Marblehead ushers in Pride Month with flag-raising ceremony

Gray skies and drizzling rain brought Marblehead’s pride ceremony into the very heart of Abbot Hall on Saturday, with attendees gathering outside the first-floor Select Board’s office.

The hour-long ceremony was filled with speeches and student performances before the community raised a progressive pride flag outside.

Schools Superintendent John Buckey speaks before the raising of the progressive pride flag in honor of Pride Month and the LGBTQ+ community on June 3 at Abbot Hall.

Marblehead native Sherry Maspons grew up gay in town about 50 years ago, she told the shoulder-to-shoulder crowd at the ceremony.

“I always knew I was [gay],” said Maspons. “It didn’t have a name. It didn’t have a face. I didn’t know anyone who was gay.”

When she was a young adult, she began dating a coworker. They eventually moved in together, living out of a single-bedroom apartment in Marblehead.

“Everything felt right for the first time in my life,” she said. “I figured it out. I was so happy.”

And then the rumor mill began to spin. At a local market one day, she ran into a woman whom she had known for most of her life and respected.

“She looked back at me like she wanted to spit on me,” she said, adding that that look followed a verbal exchange. “This was the first time I had ever been shamed and ridiculed in public.”

Similar incidents followed in Marblehead to the point that Maspons moved to a city in Florida to escape the discrimination. She also felt shame internally — and that she would never be able to return to a hometown that she loved or have a family or a career.

Hope Watt-Bucci raises the progressive pride flag with Raine Hamilton, 15, on June 3 at Abbot Hall. CURRENT PHOTOS / NICOLE GOODHUE BOYD 

“I’m gonna fast forward 39 years because now this is where my story gets happy,” she said. “I come home 39 years after I left Marblehead … I did have children, and I had my first grandbaby. I have a beautiful girlfriend, and I did get to move back home.”

She added, “It was something I never ever thought I’d be able to do. Marblehead was a soft landing for me.”

While growing up in Marblehead, the idea that the town would raise a rainbow flag simply would have been unthinkable.

“We’ve come so far, but we cannot get complacent at this point,” she said. “There are cultural wars out there going on and right now there are powerful, angry people that are once again attacking us because of whom we love, and they’re targeting little trans children.”

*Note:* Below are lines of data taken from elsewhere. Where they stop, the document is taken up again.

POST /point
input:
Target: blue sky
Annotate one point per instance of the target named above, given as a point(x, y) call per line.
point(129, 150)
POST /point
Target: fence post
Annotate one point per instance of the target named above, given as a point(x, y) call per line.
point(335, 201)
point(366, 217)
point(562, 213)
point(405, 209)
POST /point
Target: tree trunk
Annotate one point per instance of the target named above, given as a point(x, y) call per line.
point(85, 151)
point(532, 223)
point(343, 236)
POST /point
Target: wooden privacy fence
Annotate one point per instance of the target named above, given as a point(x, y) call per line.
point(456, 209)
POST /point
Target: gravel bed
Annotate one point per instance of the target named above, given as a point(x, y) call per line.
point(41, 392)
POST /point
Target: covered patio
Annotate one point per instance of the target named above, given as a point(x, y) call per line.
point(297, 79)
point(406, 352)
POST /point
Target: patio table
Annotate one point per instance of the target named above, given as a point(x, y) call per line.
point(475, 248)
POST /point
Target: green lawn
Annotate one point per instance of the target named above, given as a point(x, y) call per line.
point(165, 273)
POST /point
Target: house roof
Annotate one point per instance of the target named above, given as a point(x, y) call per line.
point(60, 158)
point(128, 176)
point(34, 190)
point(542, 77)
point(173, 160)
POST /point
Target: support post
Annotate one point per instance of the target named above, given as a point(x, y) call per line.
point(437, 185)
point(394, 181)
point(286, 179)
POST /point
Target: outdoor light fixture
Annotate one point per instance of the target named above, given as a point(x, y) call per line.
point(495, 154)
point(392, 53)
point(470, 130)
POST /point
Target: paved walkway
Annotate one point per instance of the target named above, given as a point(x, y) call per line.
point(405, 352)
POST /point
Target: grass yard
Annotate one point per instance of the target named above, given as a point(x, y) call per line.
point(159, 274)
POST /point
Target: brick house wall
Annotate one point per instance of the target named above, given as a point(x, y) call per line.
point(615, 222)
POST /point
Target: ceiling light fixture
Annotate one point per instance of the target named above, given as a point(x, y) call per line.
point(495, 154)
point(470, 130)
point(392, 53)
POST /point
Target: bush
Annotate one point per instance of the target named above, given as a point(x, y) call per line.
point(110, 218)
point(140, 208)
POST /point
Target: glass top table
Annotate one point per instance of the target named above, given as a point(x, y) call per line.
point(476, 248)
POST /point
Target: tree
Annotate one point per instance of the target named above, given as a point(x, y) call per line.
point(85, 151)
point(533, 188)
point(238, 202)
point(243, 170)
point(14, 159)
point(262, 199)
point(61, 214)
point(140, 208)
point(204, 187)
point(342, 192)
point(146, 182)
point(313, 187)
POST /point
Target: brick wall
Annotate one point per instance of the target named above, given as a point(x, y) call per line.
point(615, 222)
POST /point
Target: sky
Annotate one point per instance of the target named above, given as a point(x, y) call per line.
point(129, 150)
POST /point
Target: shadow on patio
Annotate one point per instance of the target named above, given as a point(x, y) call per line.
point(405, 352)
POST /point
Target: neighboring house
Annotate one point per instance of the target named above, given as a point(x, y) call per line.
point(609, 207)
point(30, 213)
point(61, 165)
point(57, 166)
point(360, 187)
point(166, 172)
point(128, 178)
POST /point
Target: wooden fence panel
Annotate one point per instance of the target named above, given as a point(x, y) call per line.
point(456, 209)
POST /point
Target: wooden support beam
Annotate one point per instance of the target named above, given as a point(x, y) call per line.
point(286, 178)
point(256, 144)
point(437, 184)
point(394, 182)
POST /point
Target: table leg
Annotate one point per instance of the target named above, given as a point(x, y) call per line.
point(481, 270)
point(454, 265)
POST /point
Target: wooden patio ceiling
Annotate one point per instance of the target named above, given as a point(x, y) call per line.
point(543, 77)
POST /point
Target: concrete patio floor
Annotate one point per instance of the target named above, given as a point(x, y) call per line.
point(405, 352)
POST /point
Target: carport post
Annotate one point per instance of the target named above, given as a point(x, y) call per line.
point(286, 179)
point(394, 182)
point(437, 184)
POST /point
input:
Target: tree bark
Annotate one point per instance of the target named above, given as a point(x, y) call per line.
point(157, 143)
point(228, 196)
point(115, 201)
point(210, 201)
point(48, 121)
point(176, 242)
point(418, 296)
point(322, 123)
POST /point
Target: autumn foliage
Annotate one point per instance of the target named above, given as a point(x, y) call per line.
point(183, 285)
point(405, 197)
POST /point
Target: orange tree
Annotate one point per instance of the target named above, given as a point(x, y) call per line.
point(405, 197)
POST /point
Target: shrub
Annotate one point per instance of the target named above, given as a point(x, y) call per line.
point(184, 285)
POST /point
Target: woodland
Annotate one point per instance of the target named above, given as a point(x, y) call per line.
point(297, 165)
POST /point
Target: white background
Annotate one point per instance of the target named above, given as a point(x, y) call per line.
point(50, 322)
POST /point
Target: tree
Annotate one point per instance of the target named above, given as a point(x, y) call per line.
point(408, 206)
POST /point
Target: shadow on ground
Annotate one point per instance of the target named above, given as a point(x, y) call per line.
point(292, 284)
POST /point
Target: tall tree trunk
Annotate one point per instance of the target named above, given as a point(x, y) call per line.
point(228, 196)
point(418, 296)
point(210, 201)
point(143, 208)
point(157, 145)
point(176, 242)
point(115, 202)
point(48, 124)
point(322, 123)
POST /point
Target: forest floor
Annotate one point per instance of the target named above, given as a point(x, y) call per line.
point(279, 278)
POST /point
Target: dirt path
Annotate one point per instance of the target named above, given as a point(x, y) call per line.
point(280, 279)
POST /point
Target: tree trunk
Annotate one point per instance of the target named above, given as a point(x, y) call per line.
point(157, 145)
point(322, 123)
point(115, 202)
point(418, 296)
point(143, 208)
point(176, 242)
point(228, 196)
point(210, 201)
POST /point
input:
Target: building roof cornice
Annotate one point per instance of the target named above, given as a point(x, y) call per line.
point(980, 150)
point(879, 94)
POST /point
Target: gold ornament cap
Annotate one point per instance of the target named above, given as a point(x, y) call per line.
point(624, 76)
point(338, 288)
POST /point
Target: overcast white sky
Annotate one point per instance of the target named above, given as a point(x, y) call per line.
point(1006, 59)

During the event, Marblehead Police Chief Dennis King reaffirmed his department’s commitment to protecting LGBTQ+ individuals who live, work and visit Marblehead. Select Board member Jackie Belf-Becker read a proclamation that committed Marblehead to fostering acceptance, preventing discrimination based on sexual orientation or gender identity, and celebrating the town’s LGBTQ+ community.

The Rev. James Bixby of Clifton Lutheran Church recognized the challenges, exclusionary practices and outright hate faced by LGBTQ+ individuals within the religious community.

Lily Gurevich, a 6th grader at Village school reads her poem during a ceremony before the Marblehead Pride Flag raising Saturday June 3, 2023 at Abbot Hall. Photo by Nicole Goodhue Boyd

“What I can offer is my lament that the bounty of gifts particular to each one of you in your own special way — gifts including the fullness of who you are, and your sexuality and gender — was missed by the church,” Bixby said. “We are impoverished for that exclusion.”

The event, organized by the Marblehead Pride Committee, included poetry readings from Village School’s sixth-grade students Ali H. Barnes and Lily Gurevich. Members of Marblehead High School’s Jewel Tones a cappella group sang a song. Each elicited widespread applause and cheers.

Many in the speaker lineup reflected on how far the fight for LGBTQ+ rights has come, but also acknowledged that the fight continues.

“The work of diversity, equity and inclusion is a process. It’s not a single event,” said Marblehead Public Schools Superintendent John Buckey, with his husband, Kevin, sitting nearby. “Today, as we raise the pride flag, we applaud the progress we’ve made, reflect on the challenges that remain and recommit to the difficult work required to achieve our shared goals.”

Buckey added, “Each of you here today is an ally in this work.”